Life was different on May 6, 1902, the day Merle May Clark was born in Agricola. Coffee was 21 cents a pound, skilled labor wages were $2.75 a day and a house went for $4,000.
Hull said he saw very few changes in his mother over the years. She was content to be a homemaker and raise three sons.
“I remember when we lived over by the college. There were so many shirts hanging on the clothesline a college student asked her if she took in laundry. She told him, ‘No, I’ve got a husband and three boys. They need 28 shirts a week washed and ironed. That’s all I can handle, 28.’”
Lewis loves baseball thanks to her second husband. Hull said his stepfather, Ralph Lewis, loved the Royals but never got to see or hear more than one or two innings of a game. His wife started listening to the games so she could later tell her husband play-by-play what had happened.

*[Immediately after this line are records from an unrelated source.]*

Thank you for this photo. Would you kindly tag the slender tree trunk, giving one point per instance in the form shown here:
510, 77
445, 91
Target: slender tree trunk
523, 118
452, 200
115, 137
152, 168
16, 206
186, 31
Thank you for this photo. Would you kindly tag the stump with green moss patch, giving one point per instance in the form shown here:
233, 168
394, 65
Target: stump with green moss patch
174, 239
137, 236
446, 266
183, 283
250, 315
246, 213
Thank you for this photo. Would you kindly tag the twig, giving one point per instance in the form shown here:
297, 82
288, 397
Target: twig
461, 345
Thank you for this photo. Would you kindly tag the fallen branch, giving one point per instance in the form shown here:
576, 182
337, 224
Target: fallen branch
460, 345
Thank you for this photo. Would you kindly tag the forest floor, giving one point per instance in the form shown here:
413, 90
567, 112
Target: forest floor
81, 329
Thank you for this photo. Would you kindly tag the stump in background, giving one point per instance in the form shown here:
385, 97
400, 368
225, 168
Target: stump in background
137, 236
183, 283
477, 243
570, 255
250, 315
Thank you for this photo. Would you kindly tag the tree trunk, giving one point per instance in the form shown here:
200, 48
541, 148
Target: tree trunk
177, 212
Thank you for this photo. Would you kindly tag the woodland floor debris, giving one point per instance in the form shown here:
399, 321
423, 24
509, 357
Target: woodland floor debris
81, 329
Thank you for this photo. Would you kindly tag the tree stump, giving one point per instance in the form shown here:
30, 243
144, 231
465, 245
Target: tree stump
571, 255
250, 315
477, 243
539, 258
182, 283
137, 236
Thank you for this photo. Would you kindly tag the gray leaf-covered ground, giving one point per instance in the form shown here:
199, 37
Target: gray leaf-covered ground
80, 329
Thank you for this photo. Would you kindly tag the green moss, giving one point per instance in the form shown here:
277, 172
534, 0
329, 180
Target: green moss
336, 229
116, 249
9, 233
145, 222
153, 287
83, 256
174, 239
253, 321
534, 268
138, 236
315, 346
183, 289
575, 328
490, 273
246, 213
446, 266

“She had a notebook,” said Hull. “She wrote down everything. She could tell you how much money the players made, their batting averages, who was married to who and how many kids they had. It was really something.”
The Lewis marriage ended after 27 years when Ralph Lewis died in 1961. Lewis’s first husband, Earnest Hull, was killed in a train wreck.

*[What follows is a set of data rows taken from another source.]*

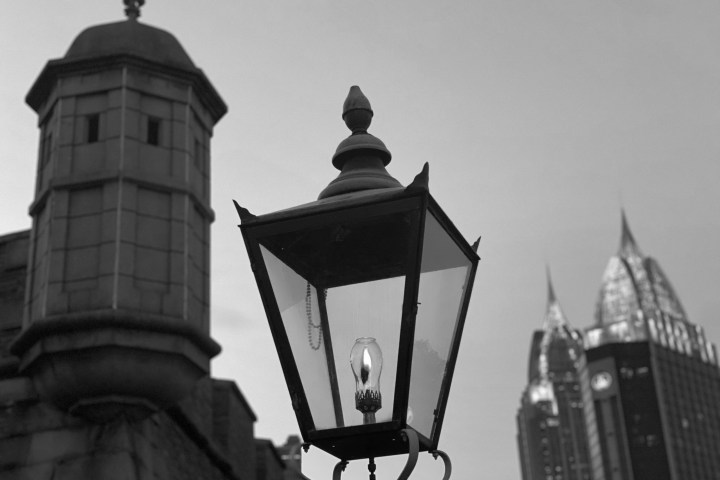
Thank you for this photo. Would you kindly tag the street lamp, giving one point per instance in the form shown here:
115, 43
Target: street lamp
366, 292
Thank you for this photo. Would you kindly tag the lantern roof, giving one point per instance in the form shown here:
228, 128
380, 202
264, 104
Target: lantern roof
362, 157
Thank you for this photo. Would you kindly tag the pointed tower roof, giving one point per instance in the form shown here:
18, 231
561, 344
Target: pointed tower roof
634, 286
554, 315
628, 246
559, 346
127, 42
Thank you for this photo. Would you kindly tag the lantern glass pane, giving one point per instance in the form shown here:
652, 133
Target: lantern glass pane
301, 318
370, 309
443, 280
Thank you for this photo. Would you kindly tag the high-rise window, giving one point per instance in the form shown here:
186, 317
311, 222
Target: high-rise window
93, 127
153, 132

After the death of her second husband, Merle Lewis took her first job outside the home, at 59, at a nursing home in Gardner. She worked until she turned 80.
Even though she never learned to drive, Lewis lived independently until she broke a hip at 102. Since then she has lived at Richmond Health Care and Rehabilitation Center, 340 E South St., Richmond.
Hull and his daughter, Leslie Hollifield, came from Fort Worth, Texas, to spend the day with Lewis and share memories that span across decades.
“I remember Mom and Dad were going to California to see my brother who worked for the Border Patrol,” Hull said. “They were supposed to be gone a month but at the end of a week they were back. I asked her why and she said she was so mad she couldn’t stay another minute. She said, ‘My little grandkids crawled up on my lap and didn’t speak a word of English. I told your brother I’d be back in a year and by then those babies better be talking in English.’
“Since my brother spoke Spanish on his job, he also spoke it at home. He didn’t realize his kids didn’t know how to speak English, but they learned after that.
“Guess that just goes to show you that no matter how old you get or your mother gets, you still want to please her.”